The Edinburgh Eats team were committed to the ensuring the scheme upheld the three pillars of Edinburgh’s Food for Good coalition [The Food For Good Coalition - The Scots Magazine]: community, dignity and sustainability. Key to ensuring dignity was to offer the same recipe box to everyone – both paying customers and recipients of free boxes. The aim was also to create ‘Covid-proof’ jobs for food sector workers: no in-person customer contact was required for the recipe box service to work.
The project was funded by the Data Driven Innovation programme’s ‘Building Back Better’ Open Call [DDI ‘Building Back Better’ Open Call Awards - DDI]. The Edinburgh Eats project ran from March until July 2021 and looked into whether such a scheme was viable. (The project was originally called ‘Eco Eats’, until the project team realised there was a service of the same name in St Andrews!)

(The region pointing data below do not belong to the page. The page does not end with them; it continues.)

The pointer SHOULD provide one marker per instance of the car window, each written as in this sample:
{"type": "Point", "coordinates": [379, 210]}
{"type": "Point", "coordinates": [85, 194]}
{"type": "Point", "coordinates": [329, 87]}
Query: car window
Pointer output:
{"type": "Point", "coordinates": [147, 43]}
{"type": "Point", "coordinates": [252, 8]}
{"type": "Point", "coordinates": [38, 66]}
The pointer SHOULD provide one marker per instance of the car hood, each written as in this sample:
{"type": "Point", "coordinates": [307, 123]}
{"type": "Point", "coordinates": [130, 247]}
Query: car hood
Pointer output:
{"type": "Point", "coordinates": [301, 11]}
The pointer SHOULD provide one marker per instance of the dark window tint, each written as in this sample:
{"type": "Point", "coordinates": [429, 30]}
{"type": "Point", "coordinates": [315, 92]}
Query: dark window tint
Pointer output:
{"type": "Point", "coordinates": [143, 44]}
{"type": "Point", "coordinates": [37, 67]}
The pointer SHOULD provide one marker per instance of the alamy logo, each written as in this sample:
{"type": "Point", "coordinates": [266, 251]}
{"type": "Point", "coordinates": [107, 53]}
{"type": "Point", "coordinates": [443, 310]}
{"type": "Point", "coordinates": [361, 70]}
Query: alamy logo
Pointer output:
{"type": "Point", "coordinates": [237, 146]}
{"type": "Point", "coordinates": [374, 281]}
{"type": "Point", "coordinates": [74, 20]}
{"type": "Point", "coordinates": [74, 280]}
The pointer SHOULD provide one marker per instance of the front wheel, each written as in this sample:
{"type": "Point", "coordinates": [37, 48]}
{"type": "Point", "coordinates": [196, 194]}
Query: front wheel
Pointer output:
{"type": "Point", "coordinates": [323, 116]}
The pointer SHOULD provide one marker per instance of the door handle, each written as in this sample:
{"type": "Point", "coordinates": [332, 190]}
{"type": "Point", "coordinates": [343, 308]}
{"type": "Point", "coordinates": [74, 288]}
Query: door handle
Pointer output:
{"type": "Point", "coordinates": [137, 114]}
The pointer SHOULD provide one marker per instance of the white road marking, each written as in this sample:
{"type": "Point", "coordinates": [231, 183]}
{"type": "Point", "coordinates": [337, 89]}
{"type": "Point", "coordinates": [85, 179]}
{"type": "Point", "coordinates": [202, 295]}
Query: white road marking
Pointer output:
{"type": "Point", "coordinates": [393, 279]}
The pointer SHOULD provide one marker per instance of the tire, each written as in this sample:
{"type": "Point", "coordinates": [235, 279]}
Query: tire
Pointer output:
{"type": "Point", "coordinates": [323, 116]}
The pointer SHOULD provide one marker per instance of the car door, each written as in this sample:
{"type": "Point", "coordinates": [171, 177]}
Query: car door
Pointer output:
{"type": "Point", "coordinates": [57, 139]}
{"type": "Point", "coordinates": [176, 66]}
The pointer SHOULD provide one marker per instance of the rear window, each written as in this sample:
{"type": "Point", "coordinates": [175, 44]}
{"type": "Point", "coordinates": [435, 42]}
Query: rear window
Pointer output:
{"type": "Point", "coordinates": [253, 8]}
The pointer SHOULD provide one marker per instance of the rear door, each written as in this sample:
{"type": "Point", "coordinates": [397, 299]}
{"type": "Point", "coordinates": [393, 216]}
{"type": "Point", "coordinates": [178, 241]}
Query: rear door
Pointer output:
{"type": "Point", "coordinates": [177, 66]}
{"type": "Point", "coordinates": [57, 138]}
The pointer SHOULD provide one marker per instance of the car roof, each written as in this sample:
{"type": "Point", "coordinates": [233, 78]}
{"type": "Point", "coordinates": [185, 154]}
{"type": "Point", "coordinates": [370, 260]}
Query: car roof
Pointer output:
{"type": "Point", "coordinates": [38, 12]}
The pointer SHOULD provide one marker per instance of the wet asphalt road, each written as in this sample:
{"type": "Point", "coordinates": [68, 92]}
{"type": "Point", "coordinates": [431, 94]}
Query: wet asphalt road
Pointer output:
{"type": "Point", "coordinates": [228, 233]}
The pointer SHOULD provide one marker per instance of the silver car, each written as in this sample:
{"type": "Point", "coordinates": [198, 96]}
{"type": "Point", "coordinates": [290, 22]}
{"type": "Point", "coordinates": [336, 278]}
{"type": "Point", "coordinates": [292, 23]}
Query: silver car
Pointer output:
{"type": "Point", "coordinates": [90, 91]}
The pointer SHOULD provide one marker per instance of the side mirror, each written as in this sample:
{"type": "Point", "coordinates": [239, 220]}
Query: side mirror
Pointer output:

The people and partners who have worked on the proof-of-concept project include:
- Bridgend Community Farmhouse
- Department for Social Responsibility and Sustainability
- Edinburgh Community Food
- Edinburgh Food Security and Sustainability Society
- Edinburgh Food Social
- Global Academy of Agriculture and Food Security
- School of Informatics
- We Are Pop [Welcome to POP (we-are-pop.co.uk)]
The project team was also lucky enough to receive expert input from local community food experts (e.g. Sikh Sanjog) and University staff who took a special interest in the concept.
Early surveys of local food producers and the University’s staff community ascertained good interest in the Edinburgh Eats concept. The project created four casual paid posts for recent University graduates and staff who had come to the end of fixed-term contracts; three students were also directly engaged and paid for their involvement. A draft business plan was created as the main output from the project, along with recipes and videos, that organisations and individuals involved with the project can draw on for their future work.